Authors Maier A, Cox M, Dougherty K, Moore B, Leopold D

Received 18 December 2013

Accepted for publication 25 February 2014

Published 23 September 2014 Volume 2014:6(Thematic series: Organization and function of the visual system in primates) Pages 113—120

DOI https://doi.org/10.2147/EB.S51822

Checked for plagiarism Yes

Review by Single-blind

Peer reviewer comments 3


Alexander Maier,1 Michele A Cox,1 Kacie Dougherty,1 Brandon Moore,1 David A Leopold2

1Department of Psychology, College of Arts and Science, Vanderbilt University, Nashville, TN, USA; 2Section on Cognitive Neurophysiology and Imaging, National Institute of Mental Health, National Institute of Health, Bethesda, MD, USA


Abstract: The mammalian neocortex features distinct anatomical variation in its tangential and radial extents. This review consolidates previously published findings from our group in order to compare and contrast the spatial profile of neural activity coherence across these distinct cortical dimensions. We focus on studies of ongoing local field potential (LFP) data obtained simultaneously from multiple sites in the primary visual cortex in two types of experiments in which electrode contacts were spaced either along the cortical surface or at different laminar positions. These studies demonstrate that across both dimensions the coherence of ongoing LFP fluctuations diminishes as a function of interelectrode distance, although the nature and spatial scale of this falloff is very different. Along the cortical surface, the overall LFP coherence declines gradually and continuously away from a given position. In contrast, across the cortical layers, LFP coherence is discontinuous and compartmentalized as a function of depth. Specifically, regions of high LFP coherence fall into discrete superficial and deep laminar zones, with an abrupt discontinuity between the granular and infragranular layers. This spatial pattern of ongoing LFP coherence is similar when animals are at rest and when they are engaged in a behavioral task. These results point to the existence of partially segregated laminar zones of cortical processing that extend tangentially within the laminar compartments and are thus oriented orthogonal to the cortical columns. We interpret these electrophysiological observations in light of the known anatomical organization of the cortical microcircuit.

Keywords: visual cortex, connectivity, local field potential, coherence

Introduction

The adoption of the Latin “cortex” to describe the outer gray matter covering of the brain paints this structure as a thin bark or rind enveloping the remainder of the brain.1 The cerebral cortex, however, is not a homogeneous, two-dimensional mantle. Rather, the cortex is a multilayered sheet with rich laminar interconnections.26 Accordingly, there is a notable spatial anisotropy in the radial (laminar) arrangement of cortical cell bodies and their projections. What is the consequence of this anatomical organization for neural activity patterns measured in the cortical microcircuit? For example, might the intrinsically generated, spontaneous activity be highly coordinated within a cortical column but relatively independent between cortical columns? Addressing this type of question requires simultaneous measurements at known spatial intervals in the cortex. Recent advances in neurophysiological techniques have exploited high-density multicontact recordings of extracellular electrical activity in vivo79 to facilitate comparison of neuronal signals collected simultaneously. This approach allows one to assess the spatial characteristics of neural coordination between known positions within the three-dimensional cortical extent.

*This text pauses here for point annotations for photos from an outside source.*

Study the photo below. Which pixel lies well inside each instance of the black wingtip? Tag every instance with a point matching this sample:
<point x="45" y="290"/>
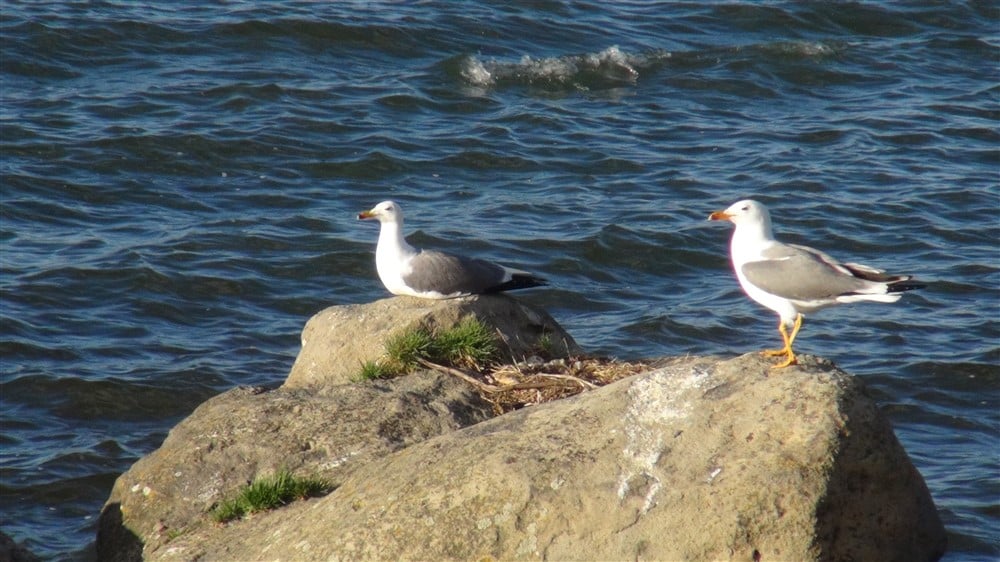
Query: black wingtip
<point x="905" y="285"/>
<point x="518" y="282"/>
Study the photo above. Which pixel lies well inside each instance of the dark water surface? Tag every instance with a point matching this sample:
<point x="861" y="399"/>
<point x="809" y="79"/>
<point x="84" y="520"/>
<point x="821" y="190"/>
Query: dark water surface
<point x="180" y="184"/>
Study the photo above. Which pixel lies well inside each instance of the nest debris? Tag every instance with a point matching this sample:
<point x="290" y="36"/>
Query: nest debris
<point x="514" y="386"/>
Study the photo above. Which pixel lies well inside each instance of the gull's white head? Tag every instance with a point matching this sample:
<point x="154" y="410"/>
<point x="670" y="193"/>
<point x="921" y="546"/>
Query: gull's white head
<point x="386" y="211"/>
<point x="746" y="212"/>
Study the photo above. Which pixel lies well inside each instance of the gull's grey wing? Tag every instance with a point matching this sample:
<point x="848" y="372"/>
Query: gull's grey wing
<point x="448" y="274"/>
<point x="802" y="274"/>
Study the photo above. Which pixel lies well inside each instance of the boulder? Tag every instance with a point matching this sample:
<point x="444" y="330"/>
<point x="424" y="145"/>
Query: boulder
<point x="696" y="459"/>
<point x="249" y="432"/>
<point x="339" y="339"/>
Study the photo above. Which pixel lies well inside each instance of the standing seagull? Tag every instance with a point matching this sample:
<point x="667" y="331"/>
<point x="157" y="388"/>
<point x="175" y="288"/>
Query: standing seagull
<point x="792" y="280"/>
<point x="405" y="270"/>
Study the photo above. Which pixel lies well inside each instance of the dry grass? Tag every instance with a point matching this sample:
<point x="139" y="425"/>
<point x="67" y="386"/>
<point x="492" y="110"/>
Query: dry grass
<point x="511" y="387"/>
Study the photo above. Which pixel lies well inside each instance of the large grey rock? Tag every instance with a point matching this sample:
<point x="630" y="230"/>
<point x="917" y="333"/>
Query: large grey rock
<point x="339" y="339"/>
<point x="248" y="432"/>
<point x="699" y="459"/>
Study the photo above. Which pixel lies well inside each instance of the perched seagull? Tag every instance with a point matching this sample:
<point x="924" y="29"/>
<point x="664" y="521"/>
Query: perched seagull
<point x="405" y="270"/>
<point x="792" y="280"/>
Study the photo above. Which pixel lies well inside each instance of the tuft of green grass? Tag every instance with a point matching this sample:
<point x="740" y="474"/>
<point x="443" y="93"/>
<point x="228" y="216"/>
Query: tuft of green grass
<point x="371" y="370"/>
<point x="468" y="344"/>
<point x="270" y="492"/>
<point x="471" y="343"/>
<point x="405" y="348"/>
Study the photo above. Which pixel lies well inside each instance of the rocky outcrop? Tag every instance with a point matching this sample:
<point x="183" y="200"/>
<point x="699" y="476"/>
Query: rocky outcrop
<point x="230" y="439"/>
<point x="336" y="341"/>
<point x="695" y="459"/>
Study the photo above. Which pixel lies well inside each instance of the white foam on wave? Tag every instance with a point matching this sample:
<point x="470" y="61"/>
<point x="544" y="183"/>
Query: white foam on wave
<point x="609" y="67"/>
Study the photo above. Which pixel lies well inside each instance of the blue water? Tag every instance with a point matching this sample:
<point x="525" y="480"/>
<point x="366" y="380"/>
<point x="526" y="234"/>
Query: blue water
<point x="180" y="185"/>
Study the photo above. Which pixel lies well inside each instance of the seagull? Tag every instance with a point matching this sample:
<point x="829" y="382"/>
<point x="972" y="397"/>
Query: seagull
<point x="428" y="274"/>
<point x="792" y="280"/>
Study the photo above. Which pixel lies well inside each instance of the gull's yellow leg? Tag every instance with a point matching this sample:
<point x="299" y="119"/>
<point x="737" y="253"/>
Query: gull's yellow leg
<point x="788" y="343"/>
<point x="784" y="337"/>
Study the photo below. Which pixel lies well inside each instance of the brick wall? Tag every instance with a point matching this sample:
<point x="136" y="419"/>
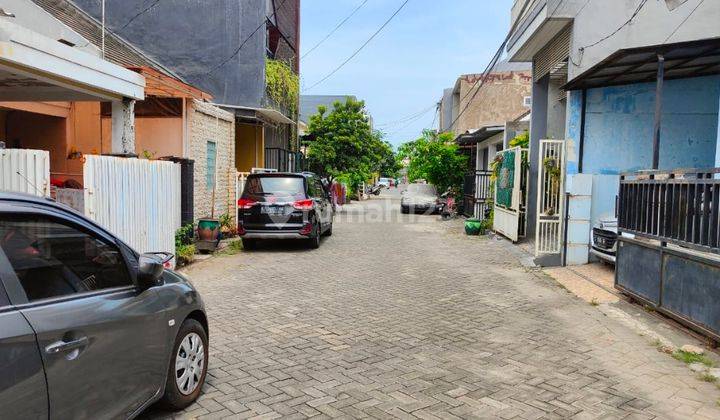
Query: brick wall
<point x="500" y="99"/>
<point x="210" y="123"/>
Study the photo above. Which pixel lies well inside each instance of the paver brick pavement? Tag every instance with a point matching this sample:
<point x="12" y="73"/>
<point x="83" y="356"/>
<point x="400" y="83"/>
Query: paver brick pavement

In this review, we highlight key findings from our group that shed light on neuronal activity patterns within the three-dimensional volume of the cerebral cortex. We focus on primate visual cortex as a model sensory system with well described anatomy that has been the subject of a large body of neurophysiological studies. To contextualize current work, we first provide an overview of the cortex’s anatomical features as well as methods to assess spatial coordination of neural processes. We then briefly summarize neurophysiological data that demonstrate the fundamental anisotropy of neural coherence in the tangential versus radial dimensions of the cortex.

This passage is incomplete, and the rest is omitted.